I felt justified because my husband has the same exact pair, but now I have buyers remorse because they’re $50 HEADPHONES.
They go in my EARS, they don’t cure cancer!
And the little devil on my shoulder is waxing on about how I could have just bought the new iPhone (that my husband is going to buy me for our anniversary… the 1st is the iPhone anniversary) that comes with free headphones and saved myself -$200, but NOOOO.

And the headphones came about because I needed a car charger for my phone and something about the car charger made me need to spend money on my phone.
Because iPhones are such a gimmicky bit to own that they require their own blankets, pillows, food and shelter… all found at your handy dandy Best Buy in a handy dandy section that they line with quicksand.

But late last night, when I tucked in Mac Jr. into his pretty little blanket-lined nightstand drawer and turned out the light, I swear, though I didn’t have my glasses on to be sure, but I swear his little screen lit up with the words “Thank you, Mom.”

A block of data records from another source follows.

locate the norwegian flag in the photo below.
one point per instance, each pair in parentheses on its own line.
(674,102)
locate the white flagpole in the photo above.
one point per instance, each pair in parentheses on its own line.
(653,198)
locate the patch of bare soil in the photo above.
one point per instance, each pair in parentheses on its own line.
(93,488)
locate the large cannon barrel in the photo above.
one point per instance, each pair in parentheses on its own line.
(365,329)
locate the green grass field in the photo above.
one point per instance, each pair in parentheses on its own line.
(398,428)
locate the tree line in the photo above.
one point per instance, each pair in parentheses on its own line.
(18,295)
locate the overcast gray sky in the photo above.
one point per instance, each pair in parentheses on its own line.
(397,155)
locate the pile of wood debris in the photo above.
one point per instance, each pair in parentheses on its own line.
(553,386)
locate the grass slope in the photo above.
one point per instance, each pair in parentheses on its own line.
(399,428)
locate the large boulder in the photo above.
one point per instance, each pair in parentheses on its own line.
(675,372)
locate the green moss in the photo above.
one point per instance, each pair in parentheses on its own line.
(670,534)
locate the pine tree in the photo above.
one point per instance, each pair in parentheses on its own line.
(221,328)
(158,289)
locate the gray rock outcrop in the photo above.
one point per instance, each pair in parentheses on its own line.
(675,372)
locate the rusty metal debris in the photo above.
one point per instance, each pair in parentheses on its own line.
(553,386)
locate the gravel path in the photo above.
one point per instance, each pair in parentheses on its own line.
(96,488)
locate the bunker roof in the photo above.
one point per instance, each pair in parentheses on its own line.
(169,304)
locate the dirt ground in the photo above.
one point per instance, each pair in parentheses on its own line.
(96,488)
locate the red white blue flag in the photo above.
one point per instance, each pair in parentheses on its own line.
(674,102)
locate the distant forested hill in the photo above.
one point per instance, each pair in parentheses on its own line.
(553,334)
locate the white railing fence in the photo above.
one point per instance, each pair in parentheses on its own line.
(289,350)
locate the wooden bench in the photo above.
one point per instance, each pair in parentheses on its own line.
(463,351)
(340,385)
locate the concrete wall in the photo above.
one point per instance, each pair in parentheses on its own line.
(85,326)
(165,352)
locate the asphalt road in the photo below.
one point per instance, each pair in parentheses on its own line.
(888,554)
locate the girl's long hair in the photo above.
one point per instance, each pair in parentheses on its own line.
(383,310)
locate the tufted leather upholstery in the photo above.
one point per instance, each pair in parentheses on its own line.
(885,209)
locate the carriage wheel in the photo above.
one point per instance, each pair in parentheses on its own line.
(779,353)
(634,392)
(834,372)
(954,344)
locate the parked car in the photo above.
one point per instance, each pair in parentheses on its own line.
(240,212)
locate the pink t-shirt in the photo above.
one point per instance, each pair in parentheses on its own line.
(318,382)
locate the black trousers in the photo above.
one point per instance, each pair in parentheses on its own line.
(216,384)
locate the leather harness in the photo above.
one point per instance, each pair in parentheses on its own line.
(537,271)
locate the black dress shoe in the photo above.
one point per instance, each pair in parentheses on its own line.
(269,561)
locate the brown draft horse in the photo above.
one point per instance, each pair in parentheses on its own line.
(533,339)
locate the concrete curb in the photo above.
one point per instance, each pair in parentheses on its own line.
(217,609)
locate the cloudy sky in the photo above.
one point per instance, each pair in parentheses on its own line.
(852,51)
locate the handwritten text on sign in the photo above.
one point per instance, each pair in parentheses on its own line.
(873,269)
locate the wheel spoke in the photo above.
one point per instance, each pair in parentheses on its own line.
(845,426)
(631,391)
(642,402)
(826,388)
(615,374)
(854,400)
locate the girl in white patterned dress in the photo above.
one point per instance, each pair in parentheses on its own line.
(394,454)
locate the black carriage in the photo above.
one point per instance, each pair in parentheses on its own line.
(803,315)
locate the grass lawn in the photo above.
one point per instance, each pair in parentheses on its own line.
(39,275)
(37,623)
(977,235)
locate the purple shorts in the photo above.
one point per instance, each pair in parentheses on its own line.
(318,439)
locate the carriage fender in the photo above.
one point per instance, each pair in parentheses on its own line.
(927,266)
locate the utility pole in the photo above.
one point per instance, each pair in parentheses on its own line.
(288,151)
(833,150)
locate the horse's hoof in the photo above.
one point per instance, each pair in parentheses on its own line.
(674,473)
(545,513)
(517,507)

Maybe those headphones weren’t such a bad buy after all.

I signed up for WHAT?

September 2, 2010

Preparing mentally for becoming a Stay At Home Mom (yes, that should be capitalized and perhaps even shouted!) has been one of the most challenging things I’ve ever had to do.
Mainly because 1, I never thought I’d be in the position to be a SAHM and 2, everything about baby #2 is a surprise – including that I’m having a baby #2. 

After all, my first child is a teenager and only minutes away from riding off into the sunset with a college diploma in one hand and the world on a string in the other.

Being faced with this upcoming change in circumstances has caused me to question a good many things I know about myself.
My eating habits, for instance.  You could say that I’m a person to whom eating a balanced meal means eating a plate full of junk food balanced properly on my lap.
With the last year addition of my husband, Healthy Hunk, this meandering version of nutrition no longer flies as acceptable behavior.  He wilts if he doesn’t have enough good food in his diet and nobody wants to see a giant Italian man wilt in their presence.
Plus, apparently Italian babies require meat, potatoes AND vegetables in order to grow large, strong Italian eyebrows.  And who am I to stand in the way of the Bert-like eyebrows my child’s heritage so claims as her DNA-like right?

And Laundry. 
Laundry, for me, is a very necessary evil punctuated by bouts of wrangling jeans over door frames for maximum drying capabilities and separating anxiety when faced with the prospect of washing too many new clothes without the salt-filled pre-soak.
Adding this stereotypical notion that Laundry will now be part of my Official Duties as a SAHM has thrown me – even though I rarely will allow anyone else near the stacks of dirty laundry for fear that they’ll do it their way and NOT mine.

How many other stereotypes of SAHMs are there that are waiting to bite me on the toe?

Cleaning?  I’m to take care of a helpless ankle-biter AND keep the house spotless?  Time travel truths must rest in the arms of all of the Stay At Home Moms that accomplish this task, because my memories of newborns don’t include the many hours of inactivity needed to maintain a spotless house with 2 dogs, 1 husband and 2 children.

Regular meals?  People like to eat REGULARLY?  And I’m to cook those?  Have any of you seen what cooking for me entails?  Long shopping trips, fresh herbs, homemade ingredients and 2 hours of preparation?  And I’m to do this over and again?  Not just for special occasions and holidays?  BALANCED MEALS?!!

And I’m supposed to do this and maintain the household without catching anything on fire, chopping my husband into stew, losing the baby in the laundry pile, hanging the dogs by their toes or stuffing a teenager into a trash compactor?

I seriously hope my husband can pay me enough for a post-work-day massage.